Sonnenschein, mit Hagelsturm.

(15.02.2023)

Heute wurden die IFPI-Zahlen 2022 präsentiert und mir kam dabei einmal mehr die Rolle der Kassandra zu: Ich durfte die Zahlen in die musikwirtschaftliche, österreichische Lebensrealität übersetzen. Denn: Ja, der Gesamtmarkt wächst (um 13%). Ja, Streaming dominiert (79,6% Anteil am Umsatz).

Aber es setzt sich auch der Trend der letzten Jahre fort: Österreichisches Repertoire hat es im internationalen Wettbewerb systematisch schwerer. Von 14,8 Mrd in Österreich abgespielten Songs sind lediglich 3,6% aus heimischer Produktion. Und das ist eine Katastrophe. Die hiesige Musikwirtschaft ist entgegen des Eindrucks der wachsenden Zahlen völlig am Boden. Sie verhungert im Anblick eines voll gedeckten Tisches.

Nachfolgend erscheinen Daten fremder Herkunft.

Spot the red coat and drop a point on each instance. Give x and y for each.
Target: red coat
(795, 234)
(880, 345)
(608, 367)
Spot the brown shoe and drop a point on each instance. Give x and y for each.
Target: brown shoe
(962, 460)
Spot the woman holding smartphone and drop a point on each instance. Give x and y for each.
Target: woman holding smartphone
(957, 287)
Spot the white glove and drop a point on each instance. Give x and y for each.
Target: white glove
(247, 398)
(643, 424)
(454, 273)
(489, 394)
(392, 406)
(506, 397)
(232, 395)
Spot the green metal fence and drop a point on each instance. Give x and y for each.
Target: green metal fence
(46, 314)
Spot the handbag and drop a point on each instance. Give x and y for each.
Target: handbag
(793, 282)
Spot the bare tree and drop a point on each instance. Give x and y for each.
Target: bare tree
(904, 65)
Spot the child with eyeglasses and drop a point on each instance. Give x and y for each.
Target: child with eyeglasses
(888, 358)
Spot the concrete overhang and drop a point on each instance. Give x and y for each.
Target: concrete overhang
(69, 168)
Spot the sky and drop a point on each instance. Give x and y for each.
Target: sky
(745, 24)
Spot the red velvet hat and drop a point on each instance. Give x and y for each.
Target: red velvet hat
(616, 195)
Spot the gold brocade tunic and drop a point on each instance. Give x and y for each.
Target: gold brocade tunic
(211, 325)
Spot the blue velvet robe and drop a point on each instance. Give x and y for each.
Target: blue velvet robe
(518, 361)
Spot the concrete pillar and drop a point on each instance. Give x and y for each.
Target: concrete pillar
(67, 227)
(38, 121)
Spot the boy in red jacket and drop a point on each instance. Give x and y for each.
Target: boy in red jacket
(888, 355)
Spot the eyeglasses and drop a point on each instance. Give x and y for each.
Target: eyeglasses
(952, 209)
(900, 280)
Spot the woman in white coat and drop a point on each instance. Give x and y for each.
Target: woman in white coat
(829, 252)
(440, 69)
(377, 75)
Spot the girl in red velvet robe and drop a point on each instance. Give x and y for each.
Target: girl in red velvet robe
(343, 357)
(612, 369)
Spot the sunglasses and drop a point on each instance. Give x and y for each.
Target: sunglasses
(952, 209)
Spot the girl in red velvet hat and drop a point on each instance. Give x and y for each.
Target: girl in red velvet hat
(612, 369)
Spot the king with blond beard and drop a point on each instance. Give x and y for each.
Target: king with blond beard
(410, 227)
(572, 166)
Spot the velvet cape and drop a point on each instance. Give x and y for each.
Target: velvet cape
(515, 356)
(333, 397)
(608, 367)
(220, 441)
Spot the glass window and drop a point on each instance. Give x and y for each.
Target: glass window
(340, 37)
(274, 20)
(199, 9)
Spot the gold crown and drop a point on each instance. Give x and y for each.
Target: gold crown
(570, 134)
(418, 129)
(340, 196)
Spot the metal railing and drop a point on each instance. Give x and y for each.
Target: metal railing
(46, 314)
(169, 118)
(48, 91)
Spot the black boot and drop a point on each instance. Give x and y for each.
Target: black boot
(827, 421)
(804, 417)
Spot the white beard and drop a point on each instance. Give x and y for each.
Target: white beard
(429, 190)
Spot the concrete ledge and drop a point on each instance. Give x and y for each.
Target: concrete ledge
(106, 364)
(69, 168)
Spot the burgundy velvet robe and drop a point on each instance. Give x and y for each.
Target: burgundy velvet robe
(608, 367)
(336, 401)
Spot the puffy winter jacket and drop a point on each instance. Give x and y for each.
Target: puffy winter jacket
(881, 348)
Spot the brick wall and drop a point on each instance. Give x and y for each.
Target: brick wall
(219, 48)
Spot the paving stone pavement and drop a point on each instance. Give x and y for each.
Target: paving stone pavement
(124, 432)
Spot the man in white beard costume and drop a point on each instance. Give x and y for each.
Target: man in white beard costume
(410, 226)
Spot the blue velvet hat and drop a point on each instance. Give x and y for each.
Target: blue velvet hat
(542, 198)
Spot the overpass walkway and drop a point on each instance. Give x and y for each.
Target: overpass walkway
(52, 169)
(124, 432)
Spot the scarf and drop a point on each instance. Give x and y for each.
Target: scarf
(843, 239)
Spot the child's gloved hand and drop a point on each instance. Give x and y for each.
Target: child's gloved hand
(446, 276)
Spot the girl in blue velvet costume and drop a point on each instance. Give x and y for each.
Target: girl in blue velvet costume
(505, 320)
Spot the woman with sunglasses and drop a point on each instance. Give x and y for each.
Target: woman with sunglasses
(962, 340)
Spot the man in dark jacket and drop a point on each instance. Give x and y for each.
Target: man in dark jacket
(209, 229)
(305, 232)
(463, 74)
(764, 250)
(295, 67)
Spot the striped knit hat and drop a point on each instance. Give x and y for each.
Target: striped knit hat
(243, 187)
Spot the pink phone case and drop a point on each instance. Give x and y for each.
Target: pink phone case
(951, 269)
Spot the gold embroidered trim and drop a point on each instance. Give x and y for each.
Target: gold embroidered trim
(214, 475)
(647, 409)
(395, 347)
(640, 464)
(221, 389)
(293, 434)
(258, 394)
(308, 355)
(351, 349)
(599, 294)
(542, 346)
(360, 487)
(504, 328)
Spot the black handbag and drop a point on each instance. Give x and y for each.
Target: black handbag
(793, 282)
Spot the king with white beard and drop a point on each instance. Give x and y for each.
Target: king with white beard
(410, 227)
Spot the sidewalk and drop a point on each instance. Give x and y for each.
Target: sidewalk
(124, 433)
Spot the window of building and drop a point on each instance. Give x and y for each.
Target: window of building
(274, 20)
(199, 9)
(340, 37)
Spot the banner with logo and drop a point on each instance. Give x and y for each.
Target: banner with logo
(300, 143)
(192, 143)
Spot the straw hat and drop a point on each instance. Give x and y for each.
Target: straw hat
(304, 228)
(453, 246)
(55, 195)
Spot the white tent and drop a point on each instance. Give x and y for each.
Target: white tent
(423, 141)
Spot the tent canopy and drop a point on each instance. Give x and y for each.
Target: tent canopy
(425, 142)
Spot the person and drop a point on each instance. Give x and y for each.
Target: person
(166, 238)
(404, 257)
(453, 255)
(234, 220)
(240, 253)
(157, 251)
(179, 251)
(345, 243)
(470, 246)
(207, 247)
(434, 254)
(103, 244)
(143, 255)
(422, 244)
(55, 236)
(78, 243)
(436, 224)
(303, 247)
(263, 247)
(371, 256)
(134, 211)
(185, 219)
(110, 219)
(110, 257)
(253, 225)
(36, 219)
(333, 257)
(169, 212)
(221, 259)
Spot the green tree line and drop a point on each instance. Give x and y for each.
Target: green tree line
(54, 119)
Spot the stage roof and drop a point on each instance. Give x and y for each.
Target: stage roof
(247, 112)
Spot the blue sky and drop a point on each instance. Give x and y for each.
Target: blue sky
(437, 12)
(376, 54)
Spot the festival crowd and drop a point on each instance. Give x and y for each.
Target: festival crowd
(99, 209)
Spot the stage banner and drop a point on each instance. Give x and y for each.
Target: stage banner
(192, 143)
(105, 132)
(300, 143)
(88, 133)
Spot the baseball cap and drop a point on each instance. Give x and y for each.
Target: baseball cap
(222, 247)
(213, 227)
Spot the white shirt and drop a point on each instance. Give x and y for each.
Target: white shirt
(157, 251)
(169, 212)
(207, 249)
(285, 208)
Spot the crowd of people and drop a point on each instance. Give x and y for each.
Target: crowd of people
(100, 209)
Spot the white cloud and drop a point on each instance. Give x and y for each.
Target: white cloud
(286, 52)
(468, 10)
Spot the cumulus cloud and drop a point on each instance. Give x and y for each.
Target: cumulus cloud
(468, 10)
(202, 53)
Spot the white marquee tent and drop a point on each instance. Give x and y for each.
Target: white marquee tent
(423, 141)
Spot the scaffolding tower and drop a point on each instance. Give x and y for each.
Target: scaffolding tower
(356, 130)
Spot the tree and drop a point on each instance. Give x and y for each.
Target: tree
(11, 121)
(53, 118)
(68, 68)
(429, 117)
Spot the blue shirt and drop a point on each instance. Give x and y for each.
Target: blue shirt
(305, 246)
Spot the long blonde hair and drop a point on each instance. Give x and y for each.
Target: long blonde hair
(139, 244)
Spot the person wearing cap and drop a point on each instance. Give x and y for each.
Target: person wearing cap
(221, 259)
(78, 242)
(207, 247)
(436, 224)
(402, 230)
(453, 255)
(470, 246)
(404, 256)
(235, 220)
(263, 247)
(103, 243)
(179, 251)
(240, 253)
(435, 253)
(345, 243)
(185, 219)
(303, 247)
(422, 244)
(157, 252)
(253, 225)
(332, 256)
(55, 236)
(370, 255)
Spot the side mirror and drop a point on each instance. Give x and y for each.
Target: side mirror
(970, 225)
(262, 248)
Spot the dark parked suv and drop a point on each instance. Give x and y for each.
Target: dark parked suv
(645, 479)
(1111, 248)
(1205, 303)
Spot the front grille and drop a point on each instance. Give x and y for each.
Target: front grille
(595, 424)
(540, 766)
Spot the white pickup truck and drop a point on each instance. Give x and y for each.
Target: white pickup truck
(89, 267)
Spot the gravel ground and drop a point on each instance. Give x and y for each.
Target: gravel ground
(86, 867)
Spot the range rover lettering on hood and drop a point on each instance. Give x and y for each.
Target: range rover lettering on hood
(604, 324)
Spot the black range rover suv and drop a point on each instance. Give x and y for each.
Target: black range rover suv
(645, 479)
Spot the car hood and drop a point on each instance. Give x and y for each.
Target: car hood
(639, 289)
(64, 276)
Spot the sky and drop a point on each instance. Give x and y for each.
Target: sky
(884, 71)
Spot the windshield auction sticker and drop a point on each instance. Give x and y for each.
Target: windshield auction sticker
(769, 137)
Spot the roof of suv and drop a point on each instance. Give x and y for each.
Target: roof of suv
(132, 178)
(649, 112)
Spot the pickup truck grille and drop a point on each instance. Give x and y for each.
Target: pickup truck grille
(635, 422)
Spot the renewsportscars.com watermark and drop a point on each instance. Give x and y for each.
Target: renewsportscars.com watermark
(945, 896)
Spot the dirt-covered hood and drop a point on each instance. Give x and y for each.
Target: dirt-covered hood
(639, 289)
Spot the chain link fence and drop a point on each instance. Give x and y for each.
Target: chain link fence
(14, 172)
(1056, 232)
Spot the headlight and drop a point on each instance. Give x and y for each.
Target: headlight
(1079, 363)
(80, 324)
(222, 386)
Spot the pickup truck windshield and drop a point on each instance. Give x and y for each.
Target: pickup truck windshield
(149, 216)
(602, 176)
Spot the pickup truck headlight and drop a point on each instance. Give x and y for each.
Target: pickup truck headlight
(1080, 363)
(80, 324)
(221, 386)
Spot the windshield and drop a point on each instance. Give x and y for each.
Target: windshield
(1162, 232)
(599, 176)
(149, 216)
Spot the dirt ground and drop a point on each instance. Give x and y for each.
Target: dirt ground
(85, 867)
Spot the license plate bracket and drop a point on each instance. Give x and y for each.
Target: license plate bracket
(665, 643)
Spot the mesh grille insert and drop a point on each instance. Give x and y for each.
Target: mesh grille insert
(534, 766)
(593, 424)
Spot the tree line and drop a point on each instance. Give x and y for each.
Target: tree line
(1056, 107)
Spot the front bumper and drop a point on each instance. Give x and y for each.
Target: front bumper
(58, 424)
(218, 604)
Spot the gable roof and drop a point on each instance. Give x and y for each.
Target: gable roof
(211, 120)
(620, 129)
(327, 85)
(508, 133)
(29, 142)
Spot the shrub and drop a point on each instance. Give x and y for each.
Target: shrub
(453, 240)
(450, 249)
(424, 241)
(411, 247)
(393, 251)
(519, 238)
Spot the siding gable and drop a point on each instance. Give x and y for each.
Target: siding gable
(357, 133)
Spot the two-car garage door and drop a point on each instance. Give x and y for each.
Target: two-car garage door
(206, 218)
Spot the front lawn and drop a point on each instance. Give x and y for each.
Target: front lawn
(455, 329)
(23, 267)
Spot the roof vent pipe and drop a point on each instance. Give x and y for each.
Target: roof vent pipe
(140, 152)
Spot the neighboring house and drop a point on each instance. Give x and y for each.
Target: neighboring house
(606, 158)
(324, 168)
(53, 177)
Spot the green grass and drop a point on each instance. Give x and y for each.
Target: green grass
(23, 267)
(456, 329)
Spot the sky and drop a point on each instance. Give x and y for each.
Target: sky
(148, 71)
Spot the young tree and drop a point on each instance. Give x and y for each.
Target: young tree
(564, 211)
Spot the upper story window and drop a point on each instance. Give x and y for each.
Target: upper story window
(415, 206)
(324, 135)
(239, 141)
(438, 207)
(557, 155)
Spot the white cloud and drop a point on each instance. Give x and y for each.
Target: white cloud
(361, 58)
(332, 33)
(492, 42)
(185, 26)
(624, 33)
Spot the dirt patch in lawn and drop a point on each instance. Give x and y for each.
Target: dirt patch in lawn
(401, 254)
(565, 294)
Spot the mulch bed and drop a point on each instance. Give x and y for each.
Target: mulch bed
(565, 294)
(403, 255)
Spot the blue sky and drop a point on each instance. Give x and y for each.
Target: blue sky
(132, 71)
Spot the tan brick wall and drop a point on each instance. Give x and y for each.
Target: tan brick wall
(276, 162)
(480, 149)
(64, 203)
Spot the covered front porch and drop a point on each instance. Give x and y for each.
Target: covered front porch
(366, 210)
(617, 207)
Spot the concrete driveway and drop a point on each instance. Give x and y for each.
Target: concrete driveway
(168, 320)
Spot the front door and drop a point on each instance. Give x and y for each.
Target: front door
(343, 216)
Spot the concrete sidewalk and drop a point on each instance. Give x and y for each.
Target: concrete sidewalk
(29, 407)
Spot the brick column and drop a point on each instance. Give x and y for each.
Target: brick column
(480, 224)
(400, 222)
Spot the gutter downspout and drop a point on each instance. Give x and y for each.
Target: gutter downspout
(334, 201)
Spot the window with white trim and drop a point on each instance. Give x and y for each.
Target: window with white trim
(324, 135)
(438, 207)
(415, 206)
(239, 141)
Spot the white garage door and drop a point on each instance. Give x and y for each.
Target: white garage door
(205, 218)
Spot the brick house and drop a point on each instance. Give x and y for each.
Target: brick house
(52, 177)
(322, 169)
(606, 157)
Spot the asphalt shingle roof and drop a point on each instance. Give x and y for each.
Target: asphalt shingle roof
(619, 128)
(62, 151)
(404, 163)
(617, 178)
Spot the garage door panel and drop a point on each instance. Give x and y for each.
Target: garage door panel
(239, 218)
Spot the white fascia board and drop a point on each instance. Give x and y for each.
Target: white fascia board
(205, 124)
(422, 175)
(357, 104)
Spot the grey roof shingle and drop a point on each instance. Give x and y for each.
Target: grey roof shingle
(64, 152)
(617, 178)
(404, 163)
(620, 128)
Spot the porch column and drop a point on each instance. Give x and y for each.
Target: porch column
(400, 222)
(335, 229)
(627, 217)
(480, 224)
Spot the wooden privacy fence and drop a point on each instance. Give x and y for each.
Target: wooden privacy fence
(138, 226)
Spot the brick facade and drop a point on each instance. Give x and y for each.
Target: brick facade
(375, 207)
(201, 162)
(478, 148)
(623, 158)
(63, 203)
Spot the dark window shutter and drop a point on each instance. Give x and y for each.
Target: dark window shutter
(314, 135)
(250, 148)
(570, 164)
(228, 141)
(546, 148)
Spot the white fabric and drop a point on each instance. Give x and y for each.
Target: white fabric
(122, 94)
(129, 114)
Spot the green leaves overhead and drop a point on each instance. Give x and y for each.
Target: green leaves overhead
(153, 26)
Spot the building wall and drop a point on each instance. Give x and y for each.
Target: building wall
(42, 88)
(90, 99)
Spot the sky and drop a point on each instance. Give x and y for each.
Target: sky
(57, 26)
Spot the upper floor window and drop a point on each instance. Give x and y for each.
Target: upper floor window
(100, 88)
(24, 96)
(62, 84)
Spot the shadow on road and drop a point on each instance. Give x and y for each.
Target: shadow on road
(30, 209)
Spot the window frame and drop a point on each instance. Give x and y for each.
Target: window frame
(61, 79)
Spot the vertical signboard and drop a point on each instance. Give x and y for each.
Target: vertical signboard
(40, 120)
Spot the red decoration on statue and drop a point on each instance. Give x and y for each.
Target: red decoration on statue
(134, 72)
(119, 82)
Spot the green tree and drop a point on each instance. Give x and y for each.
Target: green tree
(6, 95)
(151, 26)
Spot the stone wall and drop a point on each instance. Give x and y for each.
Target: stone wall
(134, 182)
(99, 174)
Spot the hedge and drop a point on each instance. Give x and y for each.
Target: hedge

Von 143,8M€ Streaming-Umsatz landen gerade einmal 5,17M€ Wertschöpfung hier. Dass das nicht per se an der Beliebtheit hiesiger Acts liegt, zeigt die Album-Statistik, derzufolge jedes vierte gekaufte oder konsumierte Produkt ein österreichisches ist (24,9%). Aber die Streamingdienste und ihre Algorithmen sind nicht imstande, das entsprechend in den Alltag zu transportieren. Sie bemühen sich mittelmäßig, aber letztlich haben die mächtigen Editorials lokales Repertoire aus Nebenmärkten wie Österreich kaum bis gar nicht am Schirm; die Multiplikationseffekte fehlen, die organische Kraft ist zu gering.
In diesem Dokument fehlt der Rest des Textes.